Choose one of the following memoirs, in which the author recounts his/her experiences learning an additional language. After reading the book, write an essay in which you address the following questions.

  • What events in the author’s life does the memoir focus on?

  • How does the author position him/herself relative to the language being learned?

  • What identities seem to play a role in how the author positions him/herself and how the author is positioned by others?

  • What conclusions can you draw about social identity and L2 learning?

  1. William Alexander (2014). Flirting with French: How a language charmed me, seduced me, and nearly broke my heart.

  2. Deborah Fallows (2011). Dreaming in Chinese: Mandarin lessons in life, love, and language.

  3. Katherine Russell Rich (2009).
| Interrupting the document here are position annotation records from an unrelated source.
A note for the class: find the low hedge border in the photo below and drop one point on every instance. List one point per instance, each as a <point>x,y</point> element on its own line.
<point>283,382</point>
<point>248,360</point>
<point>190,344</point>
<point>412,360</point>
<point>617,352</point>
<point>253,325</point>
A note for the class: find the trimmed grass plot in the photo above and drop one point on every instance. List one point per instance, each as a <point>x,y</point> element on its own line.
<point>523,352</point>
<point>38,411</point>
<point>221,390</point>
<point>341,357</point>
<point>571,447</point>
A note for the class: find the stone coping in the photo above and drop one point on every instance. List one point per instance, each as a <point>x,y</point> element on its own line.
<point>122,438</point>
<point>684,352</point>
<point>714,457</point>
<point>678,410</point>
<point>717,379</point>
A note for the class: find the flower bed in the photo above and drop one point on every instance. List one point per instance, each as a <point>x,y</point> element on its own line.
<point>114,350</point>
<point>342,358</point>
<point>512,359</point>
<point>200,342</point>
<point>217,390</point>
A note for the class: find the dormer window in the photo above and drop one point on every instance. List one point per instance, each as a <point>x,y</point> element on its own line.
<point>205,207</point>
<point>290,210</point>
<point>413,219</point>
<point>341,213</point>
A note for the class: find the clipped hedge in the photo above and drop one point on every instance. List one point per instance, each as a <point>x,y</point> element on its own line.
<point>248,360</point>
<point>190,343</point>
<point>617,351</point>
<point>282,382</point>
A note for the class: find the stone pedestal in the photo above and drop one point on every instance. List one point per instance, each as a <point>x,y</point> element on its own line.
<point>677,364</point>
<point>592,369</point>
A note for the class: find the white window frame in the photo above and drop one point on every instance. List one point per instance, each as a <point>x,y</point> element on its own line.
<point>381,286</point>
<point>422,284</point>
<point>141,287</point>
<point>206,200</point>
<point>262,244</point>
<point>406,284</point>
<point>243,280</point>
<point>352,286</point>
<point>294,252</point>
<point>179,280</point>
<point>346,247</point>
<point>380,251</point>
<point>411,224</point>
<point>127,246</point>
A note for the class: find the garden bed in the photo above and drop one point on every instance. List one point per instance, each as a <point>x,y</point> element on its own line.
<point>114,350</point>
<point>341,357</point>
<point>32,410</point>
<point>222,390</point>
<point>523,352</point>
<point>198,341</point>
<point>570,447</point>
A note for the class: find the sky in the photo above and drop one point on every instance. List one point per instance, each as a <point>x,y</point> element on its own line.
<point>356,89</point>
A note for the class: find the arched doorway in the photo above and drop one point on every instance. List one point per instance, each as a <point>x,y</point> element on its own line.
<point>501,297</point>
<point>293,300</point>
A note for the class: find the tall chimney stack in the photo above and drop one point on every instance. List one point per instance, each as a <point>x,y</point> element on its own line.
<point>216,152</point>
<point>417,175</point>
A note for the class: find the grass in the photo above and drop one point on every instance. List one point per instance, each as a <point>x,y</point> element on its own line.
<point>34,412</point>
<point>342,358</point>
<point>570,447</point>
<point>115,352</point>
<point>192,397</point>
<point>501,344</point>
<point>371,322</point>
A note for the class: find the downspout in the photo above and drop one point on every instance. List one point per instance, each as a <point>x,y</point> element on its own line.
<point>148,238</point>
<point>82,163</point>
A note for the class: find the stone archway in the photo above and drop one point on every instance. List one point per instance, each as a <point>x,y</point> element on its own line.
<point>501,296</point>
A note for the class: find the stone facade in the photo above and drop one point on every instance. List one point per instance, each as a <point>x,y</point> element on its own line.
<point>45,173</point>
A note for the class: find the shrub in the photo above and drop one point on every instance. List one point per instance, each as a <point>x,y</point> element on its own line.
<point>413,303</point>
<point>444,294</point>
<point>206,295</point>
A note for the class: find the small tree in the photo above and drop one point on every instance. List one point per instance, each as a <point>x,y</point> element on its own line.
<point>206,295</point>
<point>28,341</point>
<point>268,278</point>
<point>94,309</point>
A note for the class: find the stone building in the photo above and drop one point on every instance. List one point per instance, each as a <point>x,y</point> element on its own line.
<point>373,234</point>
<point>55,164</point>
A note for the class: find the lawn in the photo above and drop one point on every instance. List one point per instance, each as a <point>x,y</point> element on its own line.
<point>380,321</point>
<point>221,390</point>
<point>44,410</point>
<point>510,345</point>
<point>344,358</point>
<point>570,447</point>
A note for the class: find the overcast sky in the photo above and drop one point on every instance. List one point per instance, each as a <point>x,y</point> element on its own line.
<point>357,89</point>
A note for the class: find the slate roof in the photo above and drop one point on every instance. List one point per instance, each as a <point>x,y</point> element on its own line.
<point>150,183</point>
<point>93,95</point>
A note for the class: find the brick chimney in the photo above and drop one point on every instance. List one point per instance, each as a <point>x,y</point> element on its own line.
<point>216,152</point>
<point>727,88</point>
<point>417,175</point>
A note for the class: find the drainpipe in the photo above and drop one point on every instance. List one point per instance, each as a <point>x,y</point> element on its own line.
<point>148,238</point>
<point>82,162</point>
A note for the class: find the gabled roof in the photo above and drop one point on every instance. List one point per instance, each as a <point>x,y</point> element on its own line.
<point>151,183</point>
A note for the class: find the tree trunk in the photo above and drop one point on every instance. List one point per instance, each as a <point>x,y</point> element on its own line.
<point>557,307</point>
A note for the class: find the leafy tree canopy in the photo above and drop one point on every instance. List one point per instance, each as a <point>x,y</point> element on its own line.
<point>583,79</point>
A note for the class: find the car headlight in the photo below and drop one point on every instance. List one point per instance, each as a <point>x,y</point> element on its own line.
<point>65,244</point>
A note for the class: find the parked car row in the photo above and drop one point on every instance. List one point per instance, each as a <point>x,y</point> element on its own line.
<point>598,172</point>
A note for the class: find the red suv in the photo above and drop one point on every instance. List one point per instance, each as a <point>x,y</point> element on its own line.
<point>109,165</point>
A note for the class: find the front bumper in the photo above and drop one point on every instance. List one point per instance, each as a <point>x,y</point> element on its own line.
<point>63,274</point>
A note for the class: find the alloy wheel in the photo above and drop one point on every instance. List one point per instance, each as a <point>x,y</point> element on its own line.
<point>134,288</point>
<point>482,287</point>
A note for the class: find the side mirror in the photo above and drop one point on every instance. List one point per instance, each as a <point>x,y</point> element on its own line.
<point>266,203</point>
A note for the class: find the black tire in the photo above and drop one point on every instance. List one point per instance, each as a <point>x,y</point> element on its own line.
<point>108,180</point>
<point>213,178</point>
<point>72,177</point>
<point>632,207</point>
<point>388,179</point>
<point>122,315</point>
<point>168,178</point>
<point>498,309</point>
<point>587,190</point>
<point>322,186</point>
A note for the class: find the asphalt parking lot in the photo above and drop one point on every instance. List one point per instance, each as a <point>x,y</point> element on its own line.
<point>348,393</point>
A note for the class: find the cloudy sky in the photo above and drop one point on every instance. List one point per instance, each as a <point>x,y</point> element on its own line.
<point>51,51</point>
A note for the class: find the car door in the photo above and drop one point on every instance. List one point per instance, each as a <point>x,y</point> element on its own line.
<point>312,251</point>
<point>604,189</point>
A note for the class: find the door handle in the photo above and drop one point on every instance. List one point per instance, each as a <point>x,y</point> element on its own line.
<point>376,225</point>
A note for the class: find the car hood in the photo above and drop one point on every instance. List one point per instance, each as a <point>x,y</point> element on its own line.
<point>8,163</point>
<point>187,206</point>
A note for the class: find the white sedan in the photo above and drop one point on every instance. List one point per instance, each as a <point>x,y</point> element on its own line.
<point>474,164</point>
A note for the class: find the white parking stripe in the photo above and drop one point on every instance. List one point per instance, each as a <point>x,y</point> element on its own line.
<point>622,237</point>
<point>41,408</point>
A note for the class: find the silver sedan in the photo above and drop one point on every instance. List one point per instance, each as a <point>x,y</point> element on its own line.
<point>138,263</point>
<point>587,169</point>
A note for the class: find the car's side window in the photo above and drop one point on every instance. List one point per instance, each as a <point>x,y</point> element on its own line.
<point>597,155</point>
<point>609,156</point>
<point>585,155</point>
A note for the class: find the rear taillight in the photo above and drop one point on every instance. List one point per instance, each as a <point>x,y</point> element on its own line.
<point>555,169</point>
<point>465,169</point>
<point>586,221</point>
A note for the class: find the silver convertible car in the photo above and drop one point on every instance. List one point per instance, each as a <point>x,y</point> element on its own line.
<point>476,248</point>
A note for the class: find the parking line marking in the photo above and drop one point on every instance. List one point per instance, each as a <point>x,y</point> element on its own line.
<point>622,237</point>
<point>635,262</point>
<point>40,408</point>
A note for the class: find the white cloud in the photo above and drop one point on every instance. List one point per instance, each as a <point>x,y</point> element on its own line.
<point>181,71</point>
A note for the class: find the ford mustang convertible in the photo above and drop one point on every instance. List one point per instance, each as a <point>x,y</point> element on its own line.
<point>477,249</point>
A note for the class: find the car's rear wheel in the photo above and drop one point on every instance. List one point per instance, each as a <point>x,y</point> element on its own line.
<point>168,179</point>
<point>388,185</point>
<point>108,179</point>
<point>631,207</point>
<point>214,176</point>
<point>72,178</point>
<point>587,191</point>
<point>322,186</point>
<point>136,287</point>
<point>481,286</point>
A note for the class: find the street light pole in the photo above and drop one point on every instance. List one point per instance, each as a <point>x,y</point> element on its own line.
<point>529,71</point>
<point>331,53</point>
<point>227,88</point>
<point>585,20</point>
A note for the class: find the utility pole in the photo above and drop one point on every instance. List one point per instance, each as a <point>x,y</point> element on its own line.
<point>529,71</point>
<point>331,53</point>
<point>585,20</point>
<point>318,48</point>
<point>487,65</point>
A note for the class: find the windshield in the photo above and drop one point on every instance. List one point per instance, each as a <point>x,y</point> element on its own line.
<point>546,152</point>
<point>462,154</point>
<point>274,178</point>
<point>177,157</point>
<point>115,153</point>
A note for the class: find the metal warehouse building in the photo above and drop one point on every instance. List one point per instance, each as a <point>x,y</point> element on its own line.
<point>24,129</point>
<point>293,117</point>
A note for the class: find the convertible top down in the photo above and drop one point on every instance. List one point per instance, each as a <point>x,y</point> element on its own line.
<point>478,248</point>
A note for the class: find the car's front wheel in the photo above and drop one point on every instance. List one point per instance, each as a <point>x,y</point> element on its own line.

Dreaming in Hindi: Coming awake in another language.

  4. Ilan Stavans (2002). On borrowed words: A memoir of language.

  5. Dianne Hales (2009). La Bella Lingua: My love affair with Italian, the world’s most enchanting language.

B. Social Identity and L2 Learning

With a partner or group members, conduct a small study on social identity and L2 learning in which you interview a group of adult L2 learners on their experiences learning another language. First, choose a group of learners you are interested in discovering more about and seek their consent to participate. You may also be required to seek approval from your institutional human subject review board. Develop a set of open-ended questions on the topic for the interview. Record each interview (be sure the equipment works well beforehand!) and transcribe the recordings. Content analysis is a useful technique for systematically analyzing such data. Read through the set of interviews first. Next, define your categories, e.g., types of identities, types of L2 learning experiences, and so on. Reread the interviews, and mark keywords and phrases that correspond to the categories. Interpret your findings and report them in a multimodal text to be shared with others. For assistance in conducting a content analysis, conduct a search for materials using an internet browser.

Applying

A. Social Identity

Create a multimodal memoir that recounts how a significant experience or experiences in your trajectory as an additional language learner (re)shaped aspects of your social identities and/or led to the development of new identities. Share with your classmates and/or others by publishing on a shared platform.

B. Digital Communities and Activity-Based Identities

Choose two or three online communities and/or social networking sites in which you regularly participate. Create a multimodal text in which you 1. describe each site and the different types of activity-based identities the site affords you and 2. reflect on the role(s) that your participation in these digital spaces plays in (re)shaping your registers and your identities. Consider two or three ways you can draw on your experiences in your online worlds to apply to the work you do as an L2 teacher.